Selon les scénarios quelque peu catastrophistes de certains experts, 40 à 70% de la population mondiale pourrait être touchée, soit jusqu’à 5 milliards de personnes. Ce qui pourrait se traduire par plusieurs dizaines de millions de morts... Par comparaison, la grippe dont les manifestations cliniques ressemblent beaucoup à la maladie due au coronavirus, aussi contagieuse mais avec une létalité dix fois moindre, et pour laquelle on dispose d'un vaccin, est responsable de 10.000 décès par an en moyenne. S'agissant du coronavirus, le sinistre décompte a déjà dépassé largement les 2000 et les foyers sporadiques se multiplient en Europe. Tout est là pour créer un mouvement de panique. On annonce déjà "la" crise économique majeure que les spécialistes attendaient fébrilement depuis des mois, et les médias se plaisent à montrer les pharmacies submergées par la ruée sur les masques FFP2 et les solutions hydro-alcooliques. Tandis que la Bourse dévisse, la spéculation va bon train sur ces expédients, sans doute guère plus efficaces que les mesures de bon sens consistant à éviter embrassades, poignées de mains et autres contacts trop rapprochés...
Nouvelle rassurante, la Chine par laquelle le mal est venu, semble être en passe de réussir à le circonscrire.
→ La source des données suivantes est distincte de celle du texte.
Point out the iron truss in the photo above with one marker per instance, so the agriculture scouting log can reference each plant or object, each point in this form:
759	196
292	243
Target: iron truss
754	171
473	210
On se souvient enfin que la fameuse grippe H1N1 qui avait semé en 2009 une belle panique s'était avérée en définitive fort bénigne.
Tout espoir n'est donc pas perdu...

19 février 2020

Vanité du Politique

La déconfiture lamentable de Benjamin Griveaux, renonçant à sa candidature à la mairie de Paris pour une sordide affaire de mœurs, inspire une fois encore une foule de réflexions sur la vanité du politique.
Comment l'étincelant héraut de la geste macronienne, parti sabre au clair et quasi assuré de la victoire, a-t-il pu faire preuve d'autant de faiblesse et de naïveté, voilà qui est vraiment inexplicable. On pourrait épiloguer sur le fait qu’il fut un des lieutenants du calamiteux et dissolu Strauss-Kahn. Tel père, tel fils en somme…
On pourrait, à l'unisson des gens bien intentionnés, se lamenter, voire s'insurger contre l'intolérable violation de la vie privée que cette triste histoire révèle.
Mais derrière ce fait divers consternant, c’est toute la classe politique qu’on peut pointer du doigt pour son inconstance et son irrémédiable légèreté, pour ne pas dire stupidité.
Si l’on s’en tient à l’ère Macron, il faudrait longuement énumérer les actions, mesures, et propos absurdes ou insensés. Tous ne relèvent pas de la moralité certes, mais tous s’inscrivent dans l’incongruité voire dans l’auto-destruction.
Ainsi la baisse (pourtant homéopathique) des Aides Personnalisées au Logement, au moment précis où le gouvernement faisait semblant d’abolir l’Impôt de solidarité sur la Fortune, relevait du quasi suicide politique eu égard au court-bouillon égalitariste et revanchard dans lequel clapote le pays depuis la Révolution.
Non content de cette expérience funeste, le Premier Ministre ne trouva rien de mieux à faire quelque temps après, que de souffler sur les braises en imposant l’ubuesque réduction de la vitesse sur les routes, tout en faisant monter indéfiniment les taxes punitives sur le diesel. S’ensuivit la prévisible mais interminable rébellion des Gilets Jaunes...
On pourrait continuer la litanie, car la taxe sur les GAFA, ourdie par le sémillant mais creux ministre de l’économie Bruno Lemaire est évidemment du même tonneau. Elle ruisselle de démagogie, mais elle ne peut être qu’inefficace, ne rapportant qu’une hausse des prix pour les consommateurs et des mesures de rétorsion de la part des Etats-Unis. Dans le même registre figure la loi egalim supposée encadrer les promotions commerciales en matière de produits alimentaires, ou celle bloquant les loyers dans certaines grandes villes. Il n'est pas nécessaire de sortir de Polytechnique pour voir que toutes ces dispositions tarabiscotées aboutissent en règle au résultat inverse de celui escompté. Mais qu'importe. Moins ça fonctionne, plus les politiques s'entêtent dans leurs lubies...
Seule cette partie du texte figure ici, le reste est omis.